Biodiesel is a nontoxic alternative to diesel, obtained from vegetable oils such as corn and soy oils and has been approved by the Environmental Protection Agency. As biodiesel is obtained from natural sources it is fully biodegradable and a source of sustainable fuel which burns with clean emissions, significantly reducing contributing factors to global warming. Normal fuel has been attributed with releasing carcinogens (cancer-causing agents) into the air that we breathe in on congested city streets. Biodiesel, however, emits 85% less carcinogens than conventional fuel and fulfils the prerequisites of the California Air Resources Board after successfully achieving the standard of every health effects test required by the Clean Air Act.

So, is it an optimistic fallacy that your car can run on used chip fat? The truth is in the science. Vegetable oils or in fact, any fats, can be separated into glycerine and methyl esters through quite an easy chemical process which can easily be carried out domestically by anybody with a basic knowledge of chemistry. Basically, methanol, which is an alcohol, is able to chemically separate the methyl esters from vegetable oils, with glycerine as a by-product. Methyl esters are biodiesel – so, yes, you can run your car on vegetable oils if your car is a diesel car.

If you are being truly ‘green’ and into recycling in a big way, then the glycerine which is also produced is one of the basics for making soap. In effect, therefore, you can make your own biodiesel and your own soap from used cooking oil. Not a bad exchange! The purists would point out that biodiesel is more expensive, per gallon, than conventional fuels due to the time and expense of growing the crops in the first place and shipping costs to get the biodiesel to where you want it to be. This is rather like splitting hairs as the basic idea behind biodiesel is to make your own from your own left-over cooking oils and there are many websites which give you step-by-step recipes on how to make your own biodiesel. It is not a difficult process if you follow each step exactly as it is given and there is certainly nothing magical about it.

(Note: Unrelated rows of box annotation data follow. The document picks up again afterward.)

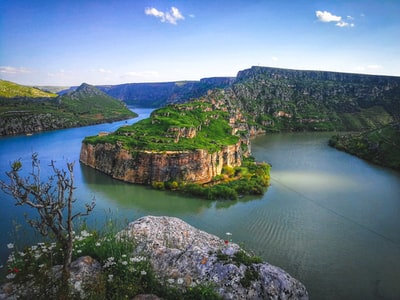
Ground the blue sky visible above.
[0,0,400,86]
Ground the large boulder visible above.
[119,216,308,299]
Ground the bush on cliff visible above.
[152,157,271,200]
[0,220,220,299]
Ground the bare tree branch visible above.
[0,153,95,279]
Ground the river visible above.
[0,109,400,299]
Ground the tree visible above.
[0,153,95,279]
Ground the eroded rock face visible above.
[80,142,242,184]
[120,216,308,299]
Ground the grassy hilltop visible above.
[0,80,137,136]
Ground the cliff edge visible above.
[119,216,308,300]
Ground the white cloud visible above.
[144,6,185,25]
[336,21,354,27]
[315,10,354,27]
[0,66,32,74]
[367,65,382,70]
[93,68,112,74]
[121,71,160,80]
[315,10,342,23]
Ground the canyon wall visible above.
[80,141,242,184]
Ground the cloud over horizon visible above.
[315,10,354,27]
[0,66,32,74]
[144,6,185,25]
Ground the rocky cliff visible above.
[80,91,250,184]
[80,142,241,184]
[232,67,400,130]
[120,216,308,300]
[98,77,235,107]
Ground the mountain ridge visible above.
[0,84,137,136]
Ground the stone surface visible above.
[0,256,101,300]
[119,216,308,299]
[80,142,242,184]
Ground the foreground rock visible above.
[120,216,308,299]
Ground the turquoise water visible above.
[0,109,400,299]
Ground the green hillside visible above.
[0,79,57,98]
[84,97,239,152]
[0,82,137,136]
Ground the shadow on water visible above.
[80,164,268,216]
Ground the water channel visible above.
[0,109,400,299]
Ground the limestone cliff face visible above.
[80,141,242,184]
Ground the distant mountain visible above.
[58,83,135,122]
[0,79,57,99]
[230,67,400,131]
[0,83,137,136]
[97,77,235,107]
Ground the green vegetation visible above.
[0,82,137,135]
[152,157,271,200]
[84,101,239,153]
[231,67,400,132]
[0,155,220,300]
[0,79,57,98]
[329,123,400,170]
[217,250,263,288]
[2,220,221,300]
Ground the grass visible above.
[84,101,239,153]
[152,157,271,200]
[0,80,57,98]
[2,222,221,300]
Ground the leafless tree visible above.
[0,153,95,279]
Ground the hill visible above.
[231,67,400,131]
[0,83,137,136]
[97,77,235,108]
[0,79,57,98]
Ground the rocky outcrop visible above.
[231,67,400,131]
[0,256,102,300]
[80,142,242,184]
[119,216,308,299]
[0,112,79,136]
[97,77,235,107]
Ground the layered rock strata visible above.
[119,216,308,299]
[80,142,242,184]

While home-produced biodiesel may be considered as illegal in some countries, in the UK many local authorities have set up distribution centres for potential domestic biodiesel-makers to obtain large quantities of used cooking oil and manufacture of biodiesel domestically is actively encouraged, with many units on sale to make the manufacturing process simpler. Other countries point to the fact that domestically made biodiesel does not meet rigorous ‘standards’ and therefore discourage its private manufacture, despite the fact that biodiesel is non-toxic, non-hazardous and completely safe. Nobody is going to actively damage their vehicles by using cooking oil which has not been properly converted into methyl esters – and that is its only hazard. Governments are more concerned with loss of revenue.